L’année prochaine, cela fera 20 ans que vous êtes en poste, vous allez fêter ça comment ?

Je pars ! Je quitte le musée Nicéphore Niépce l’an prochain. Travailler dans la fonction publique ne me satisfait plus : tout y est trop lent ! Et puis, égoïstement, j’ai constaté que je disposais suffisamment de sponsors privés (BMW, HSBC, Olympus, etc…) et d’un réseau amical pour développer des projets plus personnels. J’ai envie de passer plus de temps dans l’écriture, d’analyser des fonds, plutôt que de m’épuiser à gérer du personnel, administrer des bâtiments ou aménager mes relations avec des politiques.
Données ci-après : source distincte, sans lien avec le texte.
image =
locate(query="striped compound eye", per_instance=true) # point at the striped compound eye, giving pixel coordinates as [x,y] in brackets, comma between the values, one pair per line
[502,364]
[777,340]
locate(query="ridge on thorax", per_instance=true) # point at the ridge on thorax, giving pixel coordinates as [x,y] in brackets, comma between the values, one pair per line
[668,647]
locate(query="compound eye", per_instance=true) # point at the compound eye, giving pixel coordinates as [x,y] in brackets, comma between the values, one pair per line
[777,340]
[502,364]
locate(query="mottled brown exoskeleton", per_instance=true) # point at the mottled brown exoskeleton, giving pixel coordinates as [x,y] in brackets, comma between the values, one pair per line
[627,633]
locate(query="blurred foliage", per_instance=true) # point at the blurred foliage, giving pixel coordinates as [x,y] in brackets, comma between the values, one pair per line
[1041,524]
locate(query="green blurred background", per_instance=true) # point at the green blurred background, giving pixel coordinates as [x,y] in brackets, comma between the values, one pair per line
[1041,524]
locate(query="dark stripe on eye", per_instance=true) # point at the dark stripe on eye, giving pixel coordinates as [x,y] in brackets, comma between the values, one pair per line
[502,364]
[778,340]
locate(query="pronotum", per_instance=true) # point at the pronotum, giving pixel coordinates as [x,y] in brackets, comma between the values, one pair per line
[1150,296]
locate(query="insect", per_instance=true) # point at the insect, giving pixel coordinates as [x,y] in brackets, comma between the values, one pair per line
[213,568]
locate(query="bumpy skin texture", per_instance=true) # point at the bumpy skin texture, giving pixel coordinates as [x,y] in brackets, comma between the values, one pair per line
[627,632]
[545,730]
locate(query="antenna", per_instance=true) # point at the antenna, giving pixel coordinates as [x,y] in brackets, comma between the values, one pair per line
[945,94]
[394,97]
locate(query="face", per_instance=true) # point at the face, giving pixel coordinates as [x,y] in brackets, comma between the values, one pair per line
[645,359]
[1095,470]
Cela ne me correspond plus… En fait, Je vais continuer à faire ce que je sais faire, mais sans les « emmerdements » d’un service public en crise. En ce moment je travaille à l’organisation de plusieurs belles et grandes rétrospectives (Albert Watson, Isabel Munoz, Stephen Shames ). J’ai soixante-et-un ans, et j’ai l’impression qu’il y a encore plein de jeunes photographes à défendre et, que la photographie comme discours autonome reste à écrire. Il y a une demande incroyable du public et trop de mauvaises réponses apportées.

C’est par déception ? Suite à l’abandon de ce projet de pôle consacré à l’image ?

J’ai 32 ans de Service public : il est temps de laisser la place. Ce projet a été abandonné sous le mandat précédent. Le nouveau maire, a un nouveau projet pour le musée qui se fera dans les 5-6 ans à venir. Je n’ai pas la patience d’attendre jusque-là, mais, tant que je serai là, je donnerai le coup de main, si nécessaire.

Justement, comment sont vos relations avec l’actuelle municipalité ?

Je n’ai rien à en dire.

Vous auriez aimé prendre la direction d’un festival : Arles par exemple ?

J’ai postulé à la direction des Rencontres d’Arles l’année dernière, mais le ministère et le président ont préféré retenir la candidature de Sam Stourdze. Finalement, c’est peut-être une bonne chose. Ils recherchaient un profil de communicant quand moi je me considère plutôt comme un activiste culturel. D’ailleurs, je viens d’écrire un texte dans L’Oeil de la Photographie intitulé « Pour un festival de photographie utile » ! La majorité des festivals en France ne sont pas utiles ou partent dans de très mauvaises directions. Les festivals consacrés au Photographique sont devenus trop bruyants, trop de choses, trop d’images. Ils sont faits presqu’exclusivement pour les professionnels et non plus pour le public. Heureusement, il en existe quelques excellents, Circulation(s) est bien, Images Singulières, à Sète, est aussi un bon exemple. Par contre, j’avoue avoir plus de difficultés avec « Visa pour l’Image » à Perpignan. Quant à Arles, au final, c’est très cher, pour finalement ne pas découvrir grand-chose… tout cela pour se rendre compte que le Stephen Shore de ces dernières années, est un mauvais photographe…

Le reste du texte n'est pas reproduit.